A blood-red helicopter swooped low over a French village at the foot of Mont Blanc, dangling what looked like a miniature wrecking ball. Renaud Keriven feared that his enthusiasm for the project – for the chance to change how we see and study the world – had led him into a career-ending faux pas. “It was insane. Completely unauthorized,” he recalls. “But if we hadn’t been a little crazy, nothing would have happened.”
That “wrecking ball” was a 50-kilogram sphere stuffed with 25 cameras – an improvised aerial capture system designed to photograph the village from every angle. In just three minutes, Keriven and his fellow guerilla researchers from École des Ponts ParisTech had captured what they needed. A full week of computation later, the result was a detailed 3D model of the entire village. “It felt fantastic,” says Keriven.

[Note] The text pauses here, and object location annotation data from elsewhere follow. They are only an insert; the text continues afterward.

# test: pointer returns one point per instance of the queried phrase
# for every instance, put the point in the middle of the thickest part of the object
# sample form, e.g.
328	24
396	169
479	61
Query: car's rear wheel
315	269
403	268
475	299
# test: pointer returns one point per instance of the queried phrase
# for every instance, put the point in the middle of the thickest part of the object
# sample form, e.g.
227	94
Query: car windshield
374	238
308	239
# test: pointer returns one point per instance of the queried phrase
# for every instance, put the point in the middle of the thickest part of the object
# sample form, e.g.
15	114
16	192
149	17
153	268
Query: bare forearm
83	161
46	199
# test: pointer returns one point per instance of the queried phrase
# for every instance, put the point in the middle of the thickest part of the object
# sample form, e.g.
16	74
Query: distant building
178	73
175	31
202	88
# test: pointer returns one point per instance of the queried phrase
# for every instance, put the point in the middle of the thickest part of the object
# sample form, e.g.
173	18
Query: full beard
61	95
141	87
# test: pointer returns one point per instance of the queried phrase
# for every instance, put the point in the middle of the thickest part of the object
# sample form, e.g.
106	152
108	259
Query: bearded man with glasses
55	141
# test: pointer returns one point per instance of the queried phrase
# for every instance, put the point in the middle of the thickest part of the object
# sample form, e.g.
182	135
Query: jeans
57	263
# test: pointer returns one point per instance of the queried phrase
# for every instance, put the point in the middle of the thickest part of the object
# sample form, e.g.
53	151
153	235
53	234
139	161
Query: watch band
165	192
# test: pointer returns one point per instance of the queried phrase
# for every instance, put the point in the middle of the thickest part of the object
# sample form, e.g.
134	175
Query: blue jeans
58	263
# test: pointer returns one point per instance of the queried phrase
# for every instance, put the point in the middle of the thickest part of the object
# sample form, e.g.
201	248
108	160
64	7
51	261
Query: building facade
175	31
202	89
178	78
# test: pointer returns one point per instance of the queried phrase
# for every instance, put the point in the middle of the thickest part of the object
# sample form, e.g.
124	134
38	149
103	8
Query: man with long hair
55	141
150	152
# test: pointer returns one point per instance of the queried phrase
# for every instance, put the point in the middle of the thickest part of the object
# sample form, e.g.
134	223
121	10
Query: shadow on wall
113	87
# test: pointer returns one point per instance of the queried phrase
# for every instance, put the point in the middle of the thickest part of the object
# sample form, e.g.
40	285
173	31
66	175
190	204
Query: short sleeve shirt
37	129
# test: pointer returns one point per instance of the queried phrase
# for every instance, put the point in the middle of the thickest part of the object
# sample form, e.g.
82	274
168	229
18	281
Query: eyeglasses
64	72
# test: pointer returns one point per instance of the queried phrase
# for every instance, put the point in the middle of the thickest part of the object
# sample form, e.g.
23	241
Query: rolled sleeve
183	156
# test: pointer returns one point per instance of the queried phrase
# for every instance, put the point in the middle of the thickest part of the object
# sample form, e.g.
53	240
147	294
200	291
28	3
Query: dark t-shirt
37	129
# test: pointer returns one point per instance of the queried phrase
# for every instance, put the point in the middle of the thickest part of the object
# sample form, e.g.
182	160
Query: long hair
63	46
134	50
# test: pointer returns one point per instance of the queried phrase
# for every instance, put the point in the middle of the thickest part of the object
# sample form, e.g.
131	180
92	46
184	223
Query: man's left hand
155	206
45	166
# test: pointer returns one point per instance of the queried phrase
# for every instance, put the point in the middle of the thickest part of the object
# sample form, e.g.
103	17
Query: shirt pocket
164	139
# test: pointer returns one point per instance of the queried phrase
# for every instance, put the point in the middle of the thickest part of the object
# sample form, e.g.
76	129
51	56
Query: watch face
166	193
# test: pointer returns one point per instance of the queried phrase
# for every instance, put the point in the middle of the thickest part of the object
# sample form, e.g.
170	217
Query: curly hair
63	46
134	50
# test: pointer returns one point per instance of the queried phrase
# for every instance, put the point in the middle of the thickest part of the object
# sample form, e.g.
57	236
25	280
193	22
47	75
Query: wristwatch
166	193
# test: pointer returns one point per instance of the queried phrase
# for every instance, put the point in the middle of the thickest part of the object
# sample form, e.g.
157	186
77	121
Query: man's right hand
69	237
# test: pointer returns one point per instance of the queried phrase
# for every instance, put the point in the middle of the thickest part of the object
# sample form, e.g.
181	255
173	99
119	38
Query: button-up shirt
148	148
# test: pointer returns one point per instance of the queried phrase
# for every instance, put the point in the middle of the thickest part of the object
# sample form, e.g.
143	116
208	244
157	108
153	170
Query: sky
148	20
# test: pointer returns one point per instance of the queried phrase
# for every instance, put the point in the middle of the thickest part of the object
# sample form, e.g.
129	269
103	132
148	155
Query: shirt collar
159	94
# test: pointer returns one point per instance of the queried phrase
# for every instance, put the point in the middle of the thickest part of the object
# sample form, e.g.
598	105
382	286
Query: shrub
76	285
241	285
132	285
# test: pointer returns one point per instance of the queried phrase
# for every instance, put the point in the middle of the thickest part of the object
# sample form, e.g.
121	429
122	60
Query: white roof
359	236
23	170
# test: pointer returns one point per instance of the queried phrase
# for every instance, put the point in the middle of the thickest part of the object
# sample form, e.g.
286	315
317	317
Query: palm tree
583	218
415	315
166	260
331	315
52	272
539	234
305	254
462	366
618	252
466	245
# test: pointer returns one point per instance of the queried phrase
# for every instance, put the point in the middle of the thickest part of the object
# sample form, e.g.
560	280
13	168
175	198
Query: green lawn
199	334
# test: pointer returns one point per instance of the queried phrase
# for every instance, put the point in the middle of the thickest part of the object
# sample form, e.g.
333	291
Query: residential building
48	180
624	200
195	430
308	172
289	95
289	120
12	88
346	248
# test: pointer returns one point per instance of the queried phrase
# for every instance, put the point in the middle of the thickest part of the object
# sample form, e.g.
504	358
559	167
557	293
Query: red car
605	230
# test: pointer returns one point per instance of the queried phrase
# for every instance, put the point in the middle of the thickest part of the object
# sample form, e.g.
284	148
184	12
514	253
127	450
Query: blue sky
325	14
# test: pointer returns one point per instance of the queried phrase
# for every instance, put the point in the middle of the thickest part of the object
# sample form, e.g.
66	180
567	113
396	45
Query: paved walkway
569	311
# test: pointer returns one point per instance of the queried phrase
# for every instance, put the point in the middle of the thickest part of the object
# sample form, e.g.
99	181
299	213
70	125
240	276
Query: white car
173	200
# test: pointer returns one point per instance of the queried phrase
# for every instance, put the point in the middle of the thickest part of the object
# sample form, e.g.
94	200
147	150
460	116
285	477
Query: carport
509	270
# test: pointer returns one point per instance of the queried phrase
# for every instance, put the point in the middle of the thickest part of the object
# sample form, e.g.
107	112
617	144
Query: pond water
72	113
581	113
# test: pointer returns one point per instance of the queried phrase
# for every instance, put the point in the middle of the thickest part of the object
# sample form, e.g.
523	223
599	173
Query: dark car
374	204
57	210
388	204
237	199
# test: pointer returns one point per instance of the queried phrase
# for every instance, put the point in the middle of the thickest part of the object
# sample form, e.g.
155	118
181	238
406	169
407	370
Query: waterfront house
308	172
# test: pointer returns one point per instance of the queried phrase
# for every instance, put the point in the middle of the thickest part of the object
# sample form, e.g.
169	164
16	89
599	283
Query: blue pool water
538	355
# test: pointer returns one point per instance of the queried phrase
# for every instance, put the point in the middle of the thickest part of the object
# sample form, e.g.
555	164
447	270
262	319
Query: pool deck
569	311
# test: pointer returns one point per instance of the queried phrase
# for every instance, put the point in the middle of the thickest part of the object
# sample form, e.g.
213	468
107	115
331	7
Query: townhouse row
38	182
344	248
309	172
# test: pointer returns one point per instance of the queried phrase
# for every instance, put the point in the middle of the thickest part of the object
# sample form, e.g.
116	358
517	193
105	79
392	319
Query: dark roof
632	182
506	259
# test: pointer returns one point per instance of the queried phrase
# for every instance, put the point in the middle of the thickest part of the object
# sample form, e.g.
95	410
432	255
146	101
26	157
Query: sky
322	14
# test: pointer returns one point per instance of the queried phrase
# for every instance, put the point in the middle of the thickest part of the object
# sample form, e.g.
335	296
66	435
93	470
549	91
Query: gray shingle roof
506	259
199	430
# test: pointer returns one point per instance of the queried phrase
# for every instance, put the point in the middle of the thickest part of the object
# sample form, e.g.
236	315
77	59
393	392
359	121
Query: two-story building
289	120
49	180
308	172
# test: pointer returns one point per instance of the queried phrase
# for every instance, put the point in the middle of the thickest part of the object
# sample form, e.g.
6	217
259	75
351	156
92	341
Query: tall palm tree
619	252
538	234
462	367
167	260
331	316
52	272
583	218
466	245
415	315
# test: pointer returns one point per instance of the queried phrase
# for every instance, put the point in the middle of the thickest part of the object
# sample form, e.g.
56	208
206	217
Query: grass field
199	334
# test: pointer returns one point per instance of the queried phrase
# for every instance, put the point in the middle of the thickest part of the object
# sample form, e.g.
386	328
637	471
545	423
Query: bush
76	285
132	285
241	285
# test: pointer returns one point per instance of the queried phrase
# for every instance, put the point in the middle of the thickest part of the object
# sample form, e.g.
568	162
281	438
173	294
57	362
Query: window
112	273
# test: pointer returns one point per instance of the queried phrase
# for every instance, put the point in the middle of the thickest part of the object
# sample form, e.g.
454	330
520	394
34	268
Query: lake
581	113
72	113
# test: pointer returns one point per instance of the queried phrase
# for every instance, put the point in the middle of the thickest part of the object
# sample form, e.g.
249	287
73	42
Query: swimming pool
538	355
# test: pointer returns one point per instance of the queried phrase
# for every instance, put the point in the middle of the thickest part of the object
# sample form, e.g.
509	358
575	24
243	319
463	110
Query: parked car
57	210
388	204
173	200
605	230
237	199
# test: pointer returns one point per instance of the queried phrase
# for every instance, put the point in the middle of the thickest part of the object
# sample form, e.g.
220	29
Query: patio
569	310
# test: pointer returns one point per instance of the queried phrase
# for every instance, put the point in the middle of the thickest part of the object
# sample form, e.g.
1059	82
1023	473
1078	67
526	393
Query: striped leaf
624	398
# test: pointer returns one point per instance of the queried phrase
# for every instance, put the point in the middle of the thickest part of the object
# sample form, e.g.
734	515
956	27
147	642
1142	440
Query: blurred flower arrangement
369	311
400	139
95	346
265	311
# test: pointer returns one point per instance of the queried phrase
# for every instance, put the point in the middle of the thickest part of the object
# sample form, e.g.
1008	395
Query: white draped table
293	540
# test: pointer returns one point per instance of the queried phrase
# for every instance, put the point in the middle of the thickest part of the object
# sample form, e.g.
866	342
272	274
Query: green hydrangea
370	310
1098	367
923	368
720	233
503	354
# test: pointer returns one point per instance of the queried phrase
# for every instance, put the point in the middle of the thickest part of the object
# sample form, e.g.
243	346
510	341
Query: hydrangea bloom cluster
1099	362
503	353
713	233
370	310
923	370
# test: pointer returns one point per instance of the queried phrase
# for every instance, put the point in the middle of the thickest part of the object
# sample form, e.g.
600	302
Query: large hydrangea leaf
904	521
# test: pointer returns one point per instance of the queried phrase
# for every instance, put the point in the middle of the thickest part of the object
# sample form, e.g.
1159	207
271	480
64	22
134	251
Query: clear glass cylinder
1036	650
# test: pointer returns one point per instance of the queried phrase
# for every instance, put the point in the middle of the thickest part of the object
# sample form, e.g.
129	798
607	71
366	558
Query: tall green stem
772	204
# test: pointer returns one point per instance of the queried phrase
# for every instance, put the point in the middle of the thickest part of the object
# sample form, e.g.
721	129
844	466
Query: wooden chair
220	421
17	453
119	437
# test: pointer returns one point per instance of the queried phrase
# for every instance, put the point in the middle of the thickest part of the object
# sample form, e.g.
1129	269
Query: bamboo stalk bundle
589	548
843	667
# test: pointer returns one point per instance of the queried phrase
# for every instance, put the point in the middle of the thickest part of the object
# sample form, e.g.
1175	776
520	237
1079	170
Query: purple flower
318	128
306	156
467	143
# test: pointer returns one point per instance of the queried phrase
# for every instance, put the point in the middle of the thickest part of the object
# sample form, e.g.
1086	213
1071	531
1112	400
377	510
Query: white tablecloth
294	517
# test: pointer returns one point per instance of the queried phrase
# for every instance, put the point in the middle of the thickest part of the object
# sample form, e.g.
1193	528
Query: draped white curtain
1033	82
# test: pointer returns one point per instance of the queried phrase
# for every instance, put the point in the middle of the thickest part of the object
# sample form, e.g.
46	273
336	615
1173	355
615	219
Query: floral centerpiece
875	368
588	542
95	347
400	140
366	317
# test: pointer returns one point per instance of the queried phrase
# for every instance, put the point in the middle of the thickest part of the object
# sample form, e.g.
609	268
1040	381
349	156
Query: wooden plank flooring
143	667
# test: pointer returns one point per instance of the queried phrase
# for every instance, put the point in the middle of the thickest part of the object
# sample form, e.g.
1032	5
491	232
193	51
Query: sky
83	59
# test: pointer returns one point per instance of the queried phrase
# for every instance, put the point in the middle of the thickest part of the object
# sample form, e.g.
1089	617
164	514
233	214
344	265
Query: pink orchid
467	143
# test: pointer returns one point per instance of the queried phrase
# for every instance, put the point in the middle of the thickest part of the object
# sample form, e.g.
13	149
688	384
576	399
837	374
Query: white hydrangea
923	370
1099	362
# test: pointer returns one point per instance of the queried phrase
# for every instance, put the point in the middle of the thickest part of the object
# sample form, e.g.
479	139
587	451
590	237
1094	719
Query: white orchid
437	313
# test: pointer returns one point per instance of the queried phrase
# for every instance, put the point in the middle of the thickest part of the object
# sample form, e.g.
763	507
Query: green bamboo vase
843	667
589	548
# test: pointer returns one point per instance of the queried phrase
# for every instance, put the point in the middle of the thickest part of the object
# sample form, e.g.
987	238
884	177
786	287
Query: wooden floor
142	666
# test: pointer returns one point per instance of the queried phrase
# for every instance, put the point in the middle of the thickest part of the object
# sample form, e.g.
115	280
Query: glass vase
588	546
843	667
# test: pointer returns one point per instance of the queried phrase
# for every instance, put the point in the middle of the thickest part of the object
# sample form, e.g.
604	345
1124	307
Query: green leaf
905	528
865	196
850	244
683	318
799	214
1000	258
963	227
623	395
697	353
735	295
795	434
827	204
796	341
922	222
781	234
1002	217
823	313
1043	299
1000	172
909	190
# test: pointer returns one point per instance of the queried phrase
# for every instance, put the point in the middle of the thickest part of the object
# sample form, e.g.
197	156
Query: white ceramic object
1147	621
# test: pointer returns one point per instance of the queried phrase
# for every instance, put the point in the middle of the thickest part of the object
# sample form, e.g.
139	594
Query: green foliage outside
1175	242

That was in the late 2000s, the swashbuckling beginnings of “reality capture.” Today, Keriven is a distinguished engineer at Bentley Systems, the infrastructure engineering software company, helping shape the future of digital infrastructure and infrastructure digital twins. But his mission remains unchanged: to teach machines how to make visual sense of the world – and reconstruct it in 3D. What started as a daring academic experiment is now transforming how we design, monitor, and maintain the built environment.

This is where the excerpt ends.